A secure and auditable logging infrastructure based on a permissioned blockchain
Introduction
Log data is produced today by most information systems used in organizations. It provides information about regular events occurring on these systems, but may also contain indicators for malicious behavior or attacks such as denial of service attacks, malware activities and other types of attacks on an organization’s infrastructure. Analysis of these logs helps prevent security breaches, or enables detection and subsequent damage control when an incident has taken place (Venter and Eloff, 2003).
In case a breach is successful, it’s desirable to identify the perpetrator in a forensic investigation and bring the responsible person to court. In practice however intruders may attempt to alter or delete log entries documenting the intrusion (Schneier and Kelsey, 1999). Besides being exposed to malicious modification, log records are also often processed during analysis, for example by SIEM systems (Menges et al., 2018). To be successful in a trial, the organization must be able to provide an indisputable proof of integrity for the log evidence. This proof must guarantee that no modification occurred during processing, so that the evidence remains admissible in court.
The primary requirements for legally admissible digital evidence are relevance and authenticity (Bidgoli, 2006, p. 658ff). In order for a piece of evidence to be relevant, there should be a persistent chain of custody. Reliable and verifiable evidence generation, transmission and storage are part of this chain of custody and prerequisites for authentication of evidence in court (Casey, 2011). As a result, verifiable generation procedures constitute a key requirement for auditable logging infrastructures.
Prior research has already developed various approaches to create and protect secure logs from intruders (see Section 2). A key aspect of these works is integrity preservation of evidence using write-only or access-protected storage. Recently developed blockchain technology provides a novel way to achieve these goals. Blockchain systems are highly redundant data stores with the purpose of maintaining an append-only log of transactions. Since data is shared with other independent organizations based on distributed consensus, it is tamper-resistant. If a majority of participants are honest, availability and integrity of stored data is maintained. Of particular interest to enterprise applications are permissioned blockchains, where the set of participants is authenticated.
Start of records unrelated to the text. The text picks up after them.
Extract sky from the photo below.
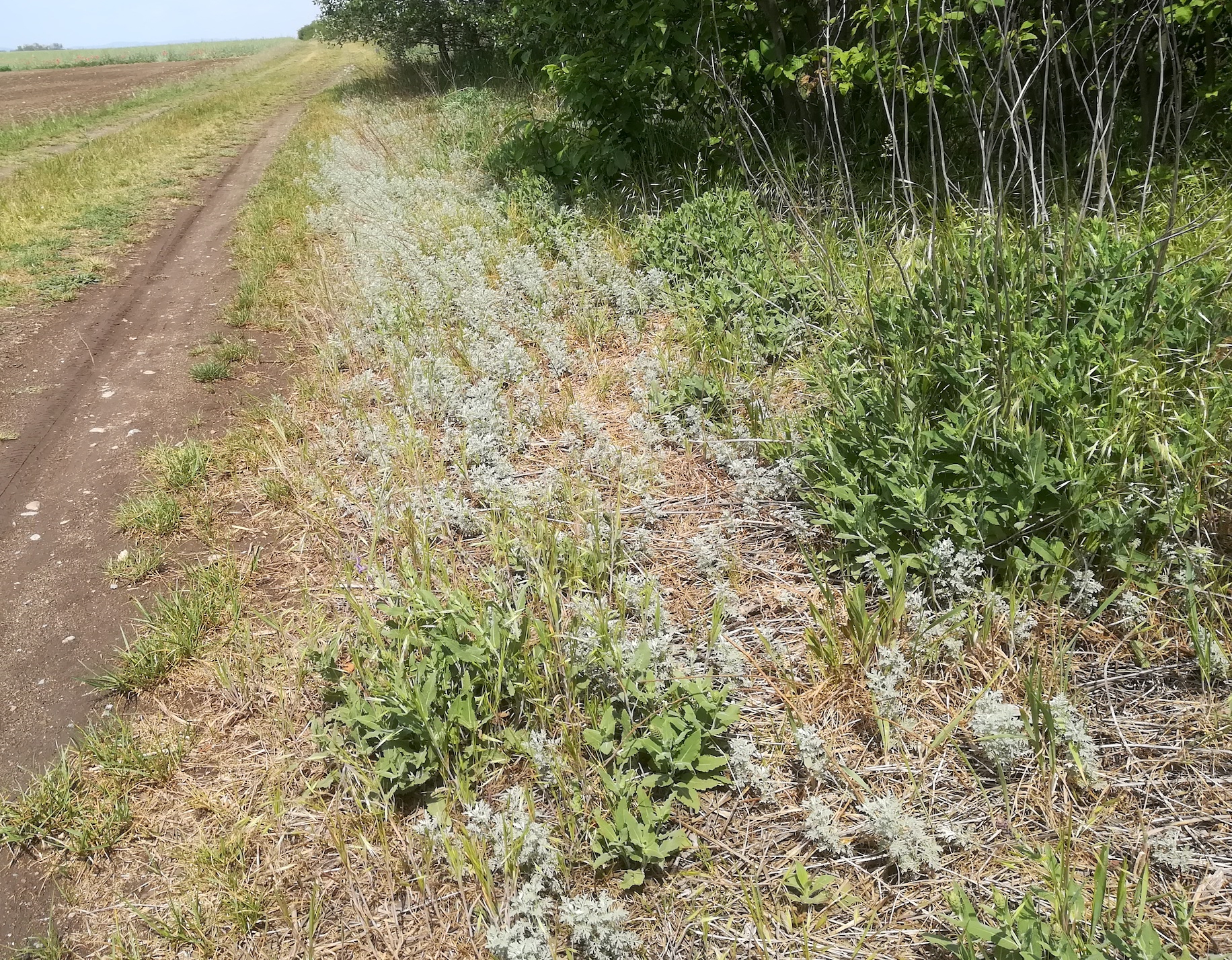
[0,0,317,49]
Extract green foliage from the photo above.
[0,719,187,856]
[315,0,500,64]
[583,670,740,809]
[89,561,240,694]
[116,491,180,536]
[591,787,689,890]
[318,582,545,799]
[582,643,739,889]
[925,846,1189,960]
[637,190,825,362]
[142,440,210,491]
[783,222,1232,572]
[188,358,231,383]
[782,864,853,907]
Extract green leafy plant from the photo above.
[318,583,543,797]
[582,660,739,887]
[637,190,826,364]
[925,846,1189,960]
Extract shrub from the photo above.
[860,796,941,874]
[796,222,1232,575]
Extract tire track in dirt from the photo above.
[0,89,317,948]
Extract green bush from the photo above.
[779,222,1232,572]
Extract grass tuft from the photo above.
[188,358,231,383]
[104,549,164,583]
[0,717,187,858]
[89,559,239,694]
[142,440,212,491]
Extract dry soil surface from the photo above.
[0,61,221,123]
[0,93,313,951]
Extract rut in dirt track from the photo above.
[0,93,313,949]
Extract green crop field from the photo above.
[0,37,288,70]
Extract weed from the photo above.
[318,580,543,797]
[925,846,1189,960]
[116,491,180,536]
[188,358,231,383]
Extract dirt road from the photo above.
[0,61,229,124]
[0,93,313,945]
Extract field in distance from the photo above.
[0,37,288,70]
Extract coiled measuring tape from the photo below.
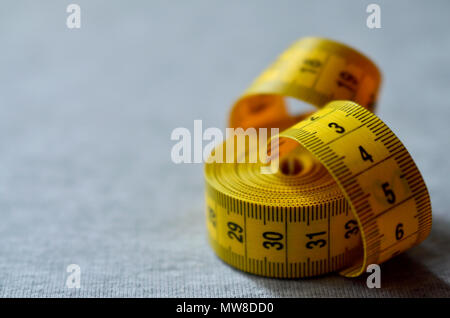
[205,38,431,278]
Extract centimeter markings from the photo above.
[207,184,357,278]
[286,103,431,274]
[206,38,431,278]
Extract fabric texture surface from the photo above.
[0,0,450,297]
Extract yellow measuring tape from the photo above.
[205,38,431,278]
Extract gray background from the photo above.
[0,0,450,297]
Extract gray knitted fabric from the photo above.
[0,0,450,297]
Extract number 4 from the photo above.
[359,146,373,162]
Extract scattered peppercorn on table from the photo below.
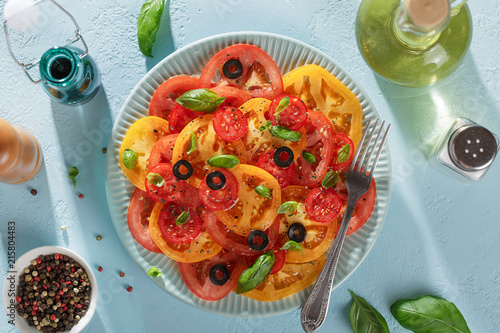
[0,0,500,333]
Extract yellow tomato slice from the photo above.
[283,65,363,148]
[172,115,247,187]
[278,186,337,263]
[215,164,281,236]
[241,256,325,302]
[240,98,307,165]
[118,116,170,191]
[149,202,222,262]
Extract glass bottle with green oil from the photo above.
[356,0,472,87]
[40,47,100,105]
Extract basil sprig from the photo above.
[280,240,304,254]
[148,267,161,277]
[175,210,190,225]
[254,185,271,199]
[207,155,240,169]
[68,166,80,187]
[337,145,351,163]
[269,125,302,142]
[146,172,165,187]
[302,150,318,164]
[122,148,137,170]
[186,131,196,155]
[391,296,470,333]
[236,251,274,294]
[278,201,299,214]
[137,0,165,58]
[321,171,339,188]
[349,290,389,333]
[175,89,226,113]
[274,96,290,121]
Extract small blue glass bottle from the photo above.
[40,47,100,106]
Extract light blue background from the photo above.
[0,0,500,333]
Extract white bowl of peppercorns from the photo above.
[3,246,97,333]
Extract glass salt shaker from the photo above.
[4,0,100,105]
[430,118,500,183]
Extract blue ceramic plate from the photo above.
[105,32,391,317]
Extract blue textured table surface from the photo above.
[0,0,500,333]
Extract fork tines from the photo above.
[349,118,391,176]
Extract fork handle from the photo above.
[300,197,359,333]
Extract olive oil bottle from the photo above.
[356,0,472,87]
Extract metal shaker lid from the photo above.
[448,125,498,171]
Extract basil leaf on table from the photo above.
[236,251,274,294]
[137,0,165,58]
[175,88,226,113]
[349,290,389,333]
[391,296,470,333]
[207,155,240,169]
[269,125,302,142]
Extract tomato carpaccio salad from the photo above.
[119,44,376,301]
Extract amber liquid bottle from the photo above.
[0,118,42,185]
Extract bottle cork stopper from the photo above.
[406,0,450,29]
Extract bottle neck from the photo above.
[391,0,450,51]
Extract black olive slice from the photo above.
[207,170,226,191]
[172,160,193,180]
[273,146,293,168]
[288,222,307,243]
[222,59,243,79]
[247,230,269,251]
[209,264,229,286]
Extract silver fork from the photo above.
[300,118,391,333]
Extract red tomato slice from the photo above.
[168,104,199,133]
[145,163,186,202]
[269,95,307,131]
[213,107,248,141]
[212,86,252,108]
[257,150,295,190]
[203,210,280,255]
[178,250,246,301]
[292,110,334,187]
[198,44,283,99]
[306,187,342,223]
[329,132,354,171]
[149,134,179,169]
[198,169,238,211]
[127,188,161,253]
[149,75,198,120]
[158,203,202,244]
[333,172,377,235]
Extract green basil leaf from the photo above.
[122,148,137,170]
[274,96,290,121]
[337,145,351,163]
[391,296,470,333]
[321,171,339,188]
[280,240,304,254]
[175,89,226,113]
[254,185,271,199]
[186,131,196,155]
[146,172,165,187]
[207,155,240,169]
[278,201,299,214]
[148,267,161,277]
[269,125,302,142]
[175,210,191,225]
[137,0,165,58]
[302,150,318,164]
[349,290,389,333]
[68,166,80,187]
[236,251,274,294]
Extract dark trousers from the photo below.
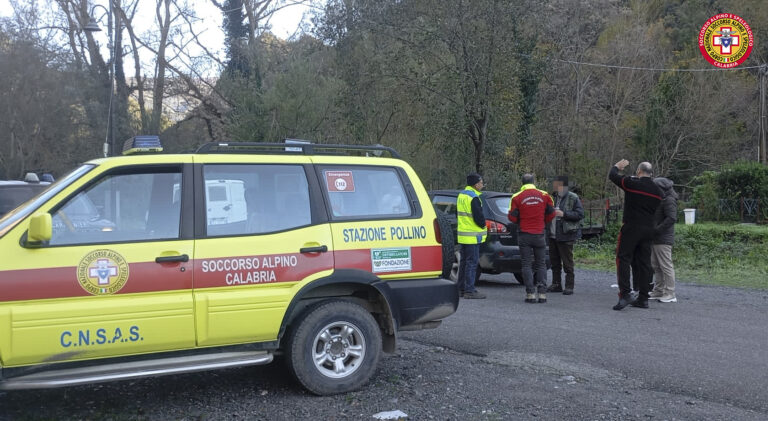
[458,244,480,292]
[549,237,576,289]
[616,224,653,300]
[517,232,547,294]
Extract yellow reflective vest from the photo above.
[456,186,488,244]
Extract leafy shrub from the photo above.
[717,161,768,199]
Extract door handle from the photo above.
[155,254,189,263]
[299,245,328,253]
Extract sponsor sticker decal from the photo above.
[371,247,411,273]
[77,249,128,295]
[325,171,355,193]
[699,13,755,69]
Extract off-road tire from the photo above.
[285,300,382,395]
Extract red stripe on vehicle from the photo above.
[0,262,192,302]
[0,245,442,302]
[194,252,333,288]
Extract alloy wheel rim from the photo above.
[312,321,365,379]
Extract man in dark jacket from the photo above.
[547,175,584,295]
[650,177,677,303]
[608,159,661,310]
[507,174,555,303]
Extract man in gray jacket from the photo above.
[649,177,677,303]
[547,175,584,295]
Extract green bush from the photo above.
[574,223,768,289]
[717,161,768,199]
[685,162,768,221]
[681,171,720,221]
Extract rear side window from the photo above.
[203,164,312,237]
[489,196,512,214]
[50,168,182,246]
[432,195,458,215]
[320,167,413,220]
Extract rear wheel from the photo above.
[286,300,382,395]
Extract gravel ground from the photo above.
[0,341,768,420]
[0,271,768,420]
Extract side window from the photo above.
[50,169,181,245]
[203,164,312,236]
[321,168,413,219]
[432,196,457,215]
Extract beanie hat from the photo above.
[467,172,483,186]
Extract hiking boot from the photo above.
[547,284,563,292]
[659,294,677,303]
[613,294,635,310]
[464,291,486,300]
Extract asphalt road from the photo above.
[0,271,768,421]
[406,270,768,419]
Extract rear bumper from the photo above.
[377,278,459,330]
[479,241,551,273]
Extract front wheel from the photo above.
[286,300,382,395]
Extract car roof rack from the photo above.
[195,142,401,159]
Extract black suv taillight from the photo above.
[485,219,509,234]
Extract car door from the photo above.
[0,157,195,366]
[315,164,442,279]
[194,155,333,346]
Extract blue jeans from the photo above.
[458,244,480,292]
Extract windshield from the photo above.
[0,164,96,237]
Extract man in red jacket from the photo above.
[509,174,562,303]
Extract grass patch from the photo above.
[573,223,768,289]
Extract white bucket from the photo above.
[683,208,696,225]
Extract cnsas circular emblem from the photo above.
[77,249,128,295]
[699,13,755,69]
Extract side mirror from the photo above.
[26,213,53,246]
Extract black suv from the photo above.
[429,190,550,284]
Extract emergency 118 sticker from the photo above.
[371,247,411,273]
[325,171,355,193]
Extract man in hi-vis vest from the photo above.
[456,173,488,299]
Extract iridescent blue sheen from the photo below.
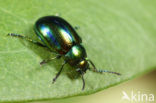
[35,16,82,54]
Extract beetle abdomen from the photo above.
[35,16,82,54]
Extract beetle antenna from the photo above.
[87,59,121,75]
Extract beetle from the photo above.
[8,16,120,90]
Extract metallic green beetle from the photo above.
[8,16,120,90]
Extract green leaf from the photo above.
[0,0,156,102]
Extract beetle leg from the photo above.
[52,61,67,84]
[87,59,121,75]
[81,73,85,90]
[40,55,61,65]
[8,33,46,47]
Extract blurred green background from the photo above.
[0,0,156,103]
[31,70,156,103]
Based on a permissioned blockchain, we develop a secure infrastructure to ensure integrity and non-repudiation of log events without a trusted service provider. It is designed to prove the existence of a log entry at the time of generation by using integrity proofs stored in a distributed auditing layer. The blockchain network storing the proofs is maintained by a consortium of independent operators. Auditors can verify the integrity of previously submitted evidence by contacting any node in the network. Automated signing, storage and integrity proof generation for each log event provide the necessary authentication and non-repudiation. For evaluation, we create a prototype as part of the DINGfest project (Menges et al., 2018). DINGfest aims to create an open-source SIEM infrastructure and currently consists of three main components: data acquisition, data analysis and forensics & incident reporting. This work adds a fourth data auditing component to ensure forensic auditability.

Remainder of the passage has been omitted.